Okan'ın yüzünde hâlâ o ukala surat ifadesi vardı.
"Senin burada olacağını bilmiyordum yenge."
Yenge mi? Yok artık! Buna takılmadım. Bu durumda Okan'la tartışmayacaktım.
"Soruna gelirsek; Dolunay, bizi bekliyor. Çatışma çıkınca Dolunay beni sana gönderdi."
"O adamlar kim? Dolunay'dan ne istiyorlar?"
Okan, bana bir bakış attı. Söylemek yada söylememek arasında kalmıştı.
"Okan. Ne saklıyorsunuz benden?"
Kordidorda koşmaya devam ediyorduk. Başım zonkluyordu. Lanet olsun. Migrenim tutmuştu.
"Elisa, bak. Dolunay'a şu an bir şey demeni tavsiye etmem. Ve o adamlar..."
"Uyuşturucu ile alakalı değil mi?"
Olumluca kafa salladı.
"Sandığımdan daha zekisin."
Sırıttım. 'Çıkış' yazısını görmemizle kendimizi dışarı attık. Dolunay, arabanın içinde bekliyordu. Koşarak arabaya gittik. Atakan... O içeri de kalmıştı. Merakıma yenik düşüyordum öne doğru bir atak yaptığımda Dolunay arabadan inip belimden yakaladı ve beni arabaya bindirdi. Okan da öne binmiş, bana bakmıştı. Dolunay'ın sinirli olduğunu fark etmiştim. Okan'da susmamı söylüyordu. Evde pek iyi şeyler olmayacağı kesindi, çünkü Dolunay'la kavga edeceğimi biliyordum. O adam 'Dolunay Güler' diye bağırmıştı. Bunun sebebi ise belliydi. Uyuşturucu. Başına bir iş geleceği belliydi. Dolunay'la dikiz aynasında göz göze geldik. Yeşil gözleri çakmak çakmak'tı. Şimdi sussan iyi olur Elisa, dedi iç sesim. Okan'la Dolunay ilk defa bu kadar sessizdi. Okan bile susuyorsa ciddi bir şeyler var demekti. Uyku yavaş yavaş bastırmıştı. Biraz uyusam iyi olacaktı. Yolumuz uzundu.
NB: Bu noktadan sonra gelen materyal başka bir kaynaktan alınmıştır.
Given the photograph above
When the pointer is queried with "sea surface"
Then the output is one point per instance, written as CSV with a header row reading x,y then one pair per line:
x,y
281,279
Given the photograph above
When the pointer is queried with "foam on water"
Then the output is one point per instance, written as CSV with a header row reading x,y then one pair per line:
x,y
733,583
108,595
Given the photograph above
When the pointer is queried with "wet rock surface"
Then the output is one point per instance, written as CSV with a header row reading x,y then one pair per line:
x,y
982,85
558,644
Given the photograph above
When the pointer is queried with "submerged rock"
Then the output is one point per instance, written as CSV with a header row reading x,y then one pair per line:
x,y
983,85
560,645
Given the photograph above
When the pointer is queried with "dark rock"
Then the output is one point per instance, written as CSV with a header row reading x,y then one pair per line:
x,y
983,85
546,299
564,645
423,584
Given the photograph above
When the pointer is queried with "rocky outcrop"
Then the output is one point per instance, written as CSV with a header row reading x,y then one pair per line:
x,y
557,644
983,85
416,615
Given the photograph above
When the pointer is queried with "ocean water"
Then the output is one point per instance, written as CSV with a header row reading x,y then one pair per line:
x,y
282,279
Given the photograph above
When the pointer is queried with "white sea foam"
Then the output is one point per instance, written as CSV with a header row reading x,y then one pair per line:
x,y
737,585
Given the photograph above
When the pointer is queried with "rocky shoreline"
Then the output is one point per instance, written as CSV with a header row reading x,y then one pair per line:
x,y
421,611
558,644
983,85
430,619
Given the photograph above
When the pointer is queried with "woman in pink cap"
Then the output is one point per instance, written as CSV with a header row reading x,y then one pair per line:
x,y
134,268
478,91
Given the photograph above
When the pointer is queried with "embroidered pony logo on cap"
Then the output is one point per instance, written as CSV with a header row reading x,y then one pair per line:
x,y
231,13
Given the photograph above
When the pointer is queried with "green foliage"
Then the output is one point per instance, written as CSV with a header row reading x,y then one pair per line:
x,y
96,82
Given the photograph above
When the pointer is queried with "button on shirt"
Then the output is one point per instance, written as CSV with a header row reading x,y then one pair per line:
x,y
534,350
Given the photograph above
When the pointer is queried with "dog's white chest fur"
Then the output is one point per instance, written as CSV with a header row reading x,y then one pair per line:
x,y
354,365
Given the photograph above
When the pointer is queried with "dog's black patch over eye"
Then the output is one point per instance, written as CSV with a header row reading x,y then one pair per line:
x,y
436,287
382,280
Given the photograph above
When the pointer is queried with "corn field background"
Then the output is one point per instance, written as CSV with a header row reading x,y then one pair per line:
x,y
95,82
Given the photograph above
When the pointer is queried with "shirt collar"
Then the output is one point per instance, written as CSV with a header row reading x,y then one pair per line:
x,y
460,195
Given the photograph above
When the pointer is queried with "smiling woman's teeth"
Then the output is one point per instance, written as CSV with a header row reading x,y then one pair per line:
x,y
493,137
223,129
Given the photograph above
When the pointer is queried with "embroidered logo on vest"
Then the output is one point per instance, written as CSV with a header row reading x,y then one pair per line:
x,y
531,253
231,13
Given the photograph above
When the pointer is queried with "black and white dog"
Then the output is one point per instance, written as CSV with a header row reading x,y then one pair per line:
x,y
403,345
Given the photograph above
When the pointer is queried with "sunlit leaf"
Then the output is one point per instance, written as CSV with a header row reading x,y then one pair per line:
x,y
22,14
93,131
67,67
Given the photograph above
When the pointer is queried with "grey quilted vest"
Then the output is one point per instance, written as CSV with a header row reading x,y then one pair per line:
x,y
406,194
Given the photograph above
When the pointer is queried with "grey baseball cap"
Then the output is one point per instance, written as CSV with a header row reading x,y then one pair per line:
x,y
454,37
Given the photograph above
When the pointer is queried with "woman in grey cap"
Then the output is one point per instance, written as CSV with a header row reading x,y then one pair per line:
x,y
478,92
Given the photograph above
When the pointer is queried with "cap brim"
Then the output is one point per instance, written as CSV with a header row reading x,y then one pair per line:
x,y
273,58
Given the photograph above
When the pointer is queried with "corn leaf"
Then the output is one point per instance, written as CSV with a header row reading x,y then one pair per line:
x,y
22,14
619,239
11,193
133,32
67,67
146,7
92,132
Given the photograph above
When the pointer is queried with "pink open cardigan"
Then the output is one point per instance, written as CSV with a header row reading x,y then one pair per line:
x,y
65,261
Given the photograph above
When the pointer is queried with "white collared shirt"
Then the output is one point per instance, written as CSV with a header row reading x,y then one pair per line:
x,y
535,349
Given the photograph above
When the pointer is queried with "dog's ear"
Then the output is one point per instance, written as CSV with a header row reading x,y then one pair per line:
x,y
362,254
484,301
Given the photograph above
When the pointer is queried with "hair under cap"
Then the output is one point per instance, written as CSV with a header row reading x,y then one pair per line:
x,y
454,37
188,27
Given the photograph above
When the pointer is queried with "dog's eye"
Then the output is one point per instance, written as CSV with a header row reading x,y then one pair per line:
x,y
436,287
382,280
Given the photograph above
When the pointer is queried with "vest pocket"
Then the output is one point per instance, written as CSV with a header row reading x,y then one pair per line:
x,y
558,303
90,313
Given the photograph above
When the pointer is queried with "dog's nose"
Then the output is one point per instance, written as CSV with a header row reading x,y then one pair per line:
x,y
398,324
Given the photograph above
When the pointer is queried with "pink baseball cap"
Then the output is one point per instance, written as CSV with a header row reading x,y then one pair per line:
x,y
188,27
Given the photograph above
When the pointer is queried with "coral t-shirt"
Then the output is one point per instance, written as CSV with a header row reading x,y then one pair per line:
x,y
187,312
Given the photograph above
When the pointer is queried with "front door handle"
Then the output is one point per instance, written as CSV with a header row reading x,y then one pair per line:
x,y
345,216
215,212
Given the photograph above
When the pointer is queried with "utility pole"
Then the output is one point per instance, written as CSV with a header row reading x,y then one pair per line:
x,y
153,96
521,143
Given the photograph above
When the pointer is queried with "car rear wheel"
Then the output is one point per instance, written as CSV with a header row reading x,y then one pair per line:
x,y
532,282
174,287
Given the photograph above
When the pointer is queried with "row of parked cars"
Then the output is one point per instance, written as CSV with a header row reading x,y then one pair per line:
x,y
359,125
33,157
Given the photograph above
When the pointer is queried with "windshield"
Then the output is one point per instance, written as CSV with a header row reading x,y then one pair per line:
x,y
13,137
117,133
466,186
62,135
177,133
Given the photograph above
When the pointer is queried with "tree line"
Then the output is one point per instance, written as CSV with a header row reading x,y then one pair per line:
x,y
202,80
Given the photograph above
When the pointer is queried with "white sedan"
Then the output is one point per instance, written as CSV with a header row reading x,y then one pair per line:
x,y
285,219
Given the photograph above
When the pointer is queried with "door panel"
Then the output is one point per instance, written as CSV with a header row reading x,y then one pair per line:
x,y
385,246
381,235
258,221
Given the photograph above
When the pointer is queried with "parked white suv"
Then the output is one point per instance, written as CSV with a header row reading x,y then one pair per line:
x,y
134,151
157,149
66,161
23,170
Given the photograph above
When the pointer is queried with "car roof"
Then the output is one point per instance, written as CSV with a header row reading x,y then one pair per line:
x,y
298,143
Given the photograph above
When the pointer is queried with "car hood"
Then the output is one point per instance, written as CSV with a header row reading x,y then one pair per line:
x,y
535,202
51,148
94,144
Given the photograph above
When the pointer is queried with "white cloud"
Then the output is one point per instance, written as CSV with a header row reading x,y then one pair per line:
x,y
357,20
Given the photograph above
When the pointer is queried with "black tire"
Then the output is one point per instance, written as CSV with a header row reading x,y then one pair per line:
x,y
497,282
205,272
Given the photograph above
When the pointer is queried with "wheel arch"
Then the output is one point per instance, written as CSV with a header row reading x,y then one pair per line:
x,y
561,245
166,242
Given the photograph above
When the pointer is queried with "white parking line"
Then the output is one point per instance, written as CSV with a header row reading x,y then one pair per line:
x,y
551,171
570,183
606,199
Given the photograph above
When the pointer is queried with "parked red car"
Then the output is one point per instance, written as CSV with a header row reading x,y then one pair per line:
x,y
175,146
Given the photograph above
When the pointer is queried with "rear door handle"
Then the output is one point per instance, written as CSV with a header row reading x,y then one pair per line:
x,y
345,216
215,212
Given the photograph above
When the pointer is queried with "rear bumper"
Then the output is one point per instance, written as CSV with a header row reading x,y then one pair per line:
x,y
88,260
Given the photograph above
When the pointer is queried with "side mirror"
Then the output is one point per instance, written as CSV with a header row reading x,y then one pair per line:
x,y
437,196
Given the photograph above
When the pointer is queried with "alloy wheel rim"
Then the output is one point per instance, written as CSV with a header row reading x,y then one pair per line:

_____________________________________________Soğuk rüzgâr bedenimi esir almıştı. Bir iç çektim ama gözlerimi açmadım. Nasırlı ellerin bacaklarıma dokunduğunu hissettim. Bir kez daha mırıldandım. Beni kucağına aldığını hissettim. Başımı omzuna koydum ve beni taşımasına izin verdim.
ŞİMDİ OKUDUĞUN
Siyah Nefes
RomanceBU KİTAP +18 İÇERMEKTEDİR! Uyuşturucuya bağlı bir adam. Üniversite tıp öğrencisi olan bir kız. Hayatları kesişirse ne olur? Elisa, her gece o adamı rüyasında görür, artık gerçek ve rüyayı ayırt edemez. Bu rüyaların artık birer kurbanı haline gelir...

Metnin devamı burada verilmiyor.